Both sides in the dispute told the Supreme Court earlier this year they would appeal the panel's ruling directly to the justices, as required by federal law.
"Soft" money is largely unregulated and can only be used for "party building" activities such as get-out-the-vote drives, registration drives or "issue-oriented" advertising. Corporations and unions have given the parties millions of dollars in soft money in the past.
"Hard" money is strictly regulated, can only be given in relatively small amounts and, unlike soft money, can be used directly in a campaign.
However, both national parties had become adept at blurring the legal lines between hard and soft money, leading Congress to enact the ban last year over the quiet opposition of President George W. Bush, who signed the legislation into law without fanfare.

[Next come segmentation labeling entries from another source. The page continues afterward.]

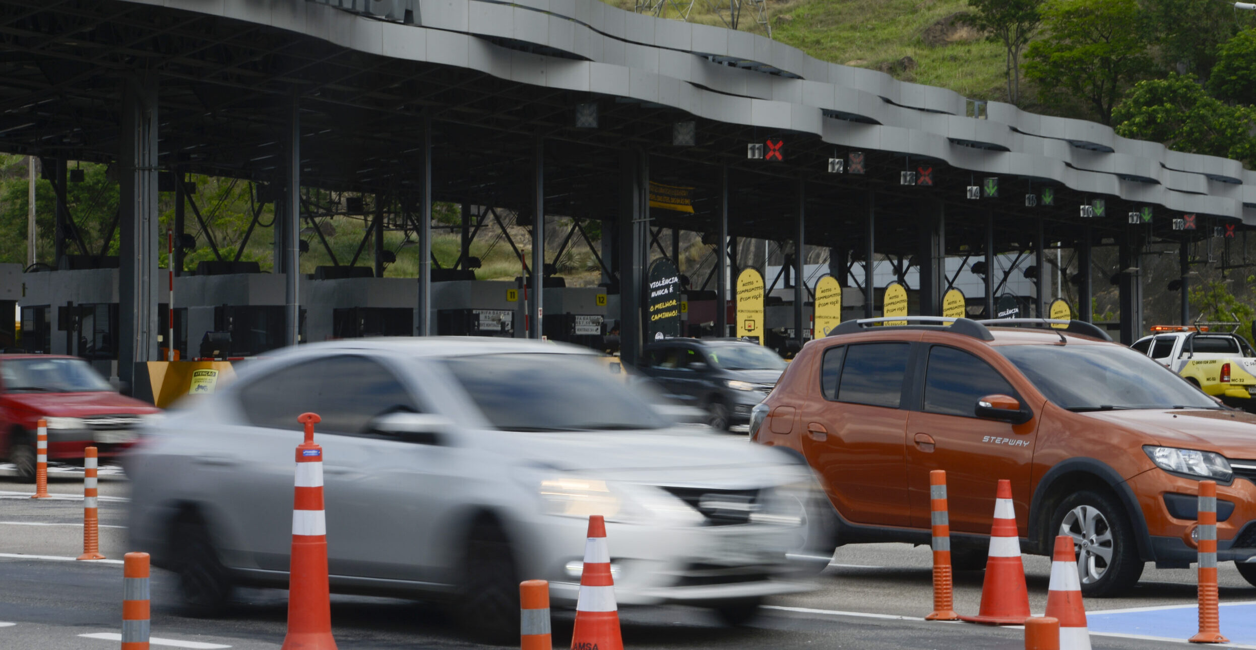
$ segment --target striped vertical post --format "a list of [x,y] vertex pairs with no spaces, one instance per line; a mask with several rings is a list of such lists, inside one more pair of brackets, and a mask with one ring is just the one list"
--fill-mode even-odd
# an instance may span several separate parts
[[148,553],[123,556],[122,576],[122,650],[148,650]]
[[305,425],[305,442],[296,445],[288,634],[283,650],[335,650],[323,511],[323,448],[314,443],[314,425],[322,418],[317,413],[301,413],[296,420]]
[[549,620],[549,582],[519,583],[519,644],[521,650],[553,650]]
[[100,516],[95,507],[95,447],[83,458],[83,555],[79,560],[104,560],[100,555]]
[[929,472],[929,517],[933,525],[933,612],[927,621],[955,621],[955,594],[951,583],[951,521],[946,504],[946,472]]
[[[182,182],[180,174],[180,182]],[[166,301],[166,324],[170,325],[170,339],[166,340],[166,360],[175,360],[175,231],[166,228],[166,246],[170,250],[166,257],[166,269],[170,275],[170,299]]]
[[35,424],[35,496],[48,498],[48,420],[39,418]]
[[1217,482],[1199,482],[1199,634],[1192,644],[1225,644],[1217,606]]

A number of challenges -- contending that the ban was an unconstitutional restriction on political speech -- were filed in federal court as the law was implemented last November.

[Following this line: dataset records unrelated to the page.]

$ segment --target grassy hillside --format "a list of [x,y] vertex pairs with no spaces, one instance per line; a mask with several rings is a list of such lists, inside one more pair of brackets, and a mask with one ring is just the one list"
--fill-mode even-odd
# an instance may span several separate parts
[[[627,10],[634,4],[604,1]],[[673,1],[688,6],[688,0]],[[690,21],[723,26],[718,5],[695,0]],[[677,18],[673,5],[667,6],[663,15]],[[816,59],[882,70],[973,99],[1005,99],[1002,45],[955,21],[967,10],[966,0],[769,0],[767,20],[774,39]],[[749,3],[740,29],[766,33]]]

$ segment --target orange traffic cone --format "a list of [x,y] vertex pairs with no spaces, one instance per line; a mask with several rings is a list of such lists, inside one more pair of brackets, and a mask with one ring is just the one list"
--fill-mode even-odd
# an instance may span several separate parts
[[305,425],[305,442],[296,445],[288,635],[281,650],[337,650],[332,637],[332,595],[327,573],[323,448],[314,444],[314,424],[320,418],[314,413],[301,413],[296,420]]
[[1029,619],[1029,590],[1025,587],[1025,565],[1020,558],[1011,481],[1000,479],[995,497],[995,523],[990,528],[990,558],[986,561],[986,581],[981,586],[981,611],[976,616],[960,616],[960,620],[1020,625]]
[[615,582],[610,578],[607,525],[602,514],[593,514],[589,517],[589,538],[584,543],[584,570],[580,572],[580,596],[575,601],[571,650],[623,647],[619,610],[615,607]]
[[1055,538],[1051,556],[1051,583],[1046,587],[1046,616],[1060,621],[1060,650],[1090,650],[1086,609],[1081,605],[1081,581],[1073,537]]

The Supreme Court could call a special session to hear the case this summer, but more likely would make it the first case on the docket next October.
Even with the case "expedited" -- put on a fast track -- it is unlikely that the Supreme Court could reach a final decision until well into the presidential campaign season.
Altogether, 11 challenges to the Bipartisan Campaign Reform Act, better known as the McCain-Feingold law, were combined into one case.
Friday's decision was so complicated that the three-judge court issued a "per curiam" -- unsigned -- memorandum with a "Description and Chart of the Court's Rulings."
Section 323(a) of the BCRA bans national parties from "soliciting, receiving, directing, transferring and spending non-federal funds (i.e. soft money)."
In one of Friday's opinions, U.S. Judge Karen LeCraft Henderson, a Bush appointee, struck down the provision in its entirety. Judge Richard Leon, another Bush appointee, joined Henderson in general, but upheld the constitutionality of the ban on state and local parties using soft money "for communications that promote, oppose, attack or support a specific federal candidate."
Judge Colleen Kollar-Kotelly, a Clinton appointee, upheld the ban in its entirety.
"Accordingly, Judge Leon's decision regarding Section 323(a) controls," the memorandum said. That means the general ban on soft money is struck down, but the specific ban on state and local groups using soft money to influence federal elections is left intact.
However, Henderson and Leon also joined in striking down Section 203(d) of the law, which "prohibits national, state and local parties from soliciting funds for, or making donations to (non-profit) organizations" that make expenditures or contribute in federal elections.
Henderson and Leon also struck down Section 323(e), which prohibited federal officeholders and candidates from raising or spending soft money in local, state or federal elections.
Leon and Kollar-Kotelly joined in upholding Section 323(f), which prohibits state officeholders and candidates from using soft money for "communications" -- political ads -- that clearly refer to a federal candidate for office.
In another key provision, Leon and Kollar-Kotelly upheld Section 202, which forces the parties to count some coordinated spending by non-party entities as political contributions.
In other words, if an outside organization spends money to promote a party's candidate, and does so with the party's approval and input, then the spending must be included as a contribution to the party, and be part of any spending caps.
Another provision of the law "prohibits labor unions, corporations and national banks from using money from their general treasury to fund 'electioneering communications'" -- political ads again.
Leon and Kollar-Kotelly largely upheld the provision.
All three judges struck down as unconstitutional a provision that forced the parties to choose between making coordinated expenditures or unlimited independent expenditures on behalf of federal candidates.
Provisions requiring that the sponsors of political ads be revealed were upheld by Kollar-Kotelly and Leon.
All three judges also ruled that the challengers "lack standing" -- could not show how they were hurt -- by provisions that raise contribution limits for hard money.